But as I write this, I can hear each of you saying to yourselves, "Of course, all of her comments apply to her firm and not mine -- since the smartest lawyers in the world really do work at my firm!"

June 6, 2008

Finding Effective Incentives for Collaboration and Contribution of Content

What can law firm knowledge management learn from the war on terror?

Fred Burton, former deputy chief of the counterterrorism division of the U.S. State Department’s Diplomatic Security Service and author of Ghost: Confessions of a Counterterrorism Agent, told Leonard Lopate in a recent public radio interview that counterterrorism experts have a proven set of tools for convincing an informant to collaborate with the US authorities. They use mice.

MICE????

M: Money
I: Ideology
C: Compromise
E: Ego

Their experience has shown that one or more of money, ideology, compromise and ego will be sufficient incentive to cause an enemy informant to become a double agent in service to the US.

So how might we use MICE to assist law firm knowledge management? Perhaps as incentives for collaboration and contribution of content.
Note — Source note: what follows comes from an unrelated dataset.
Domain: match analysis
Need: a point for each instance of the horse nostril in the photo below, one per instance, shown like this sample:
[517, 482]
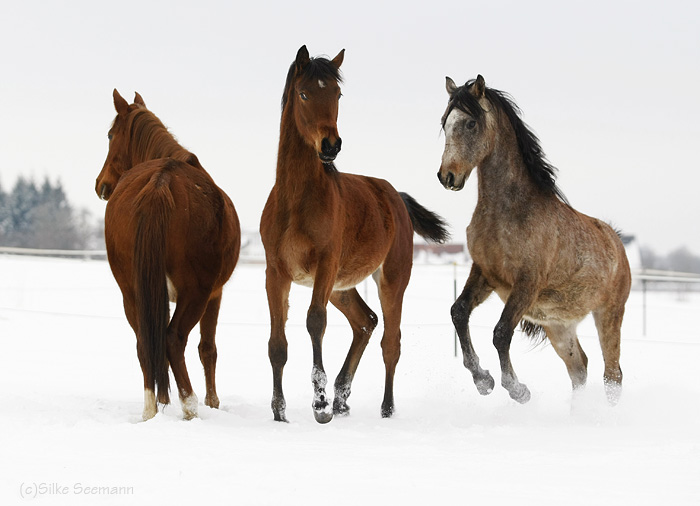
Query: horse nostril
[104, 191]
Let's start with Money. Some firms have offered outright monetary awards or something similar (e.g., Starbucks cards or gift certificates from other vendors) to induce lawyers to participate in their firm's knowledge management effort. At one point or another, almost every firm relies on Ego to prod a lawyer into sharing valuable content. As for Ideology, we see this in the law firm context as an individual lawyer's belief that contributing and collaborating are the right thing to do -- that lawyers have a professional responsibility to participate and invest in the institutional knowledge of the firm. Ideology also shows up in the guise of firm culture. It's a little harder to find a law firm analog for Compromise, but undoubtedly a little further thought would reveal it.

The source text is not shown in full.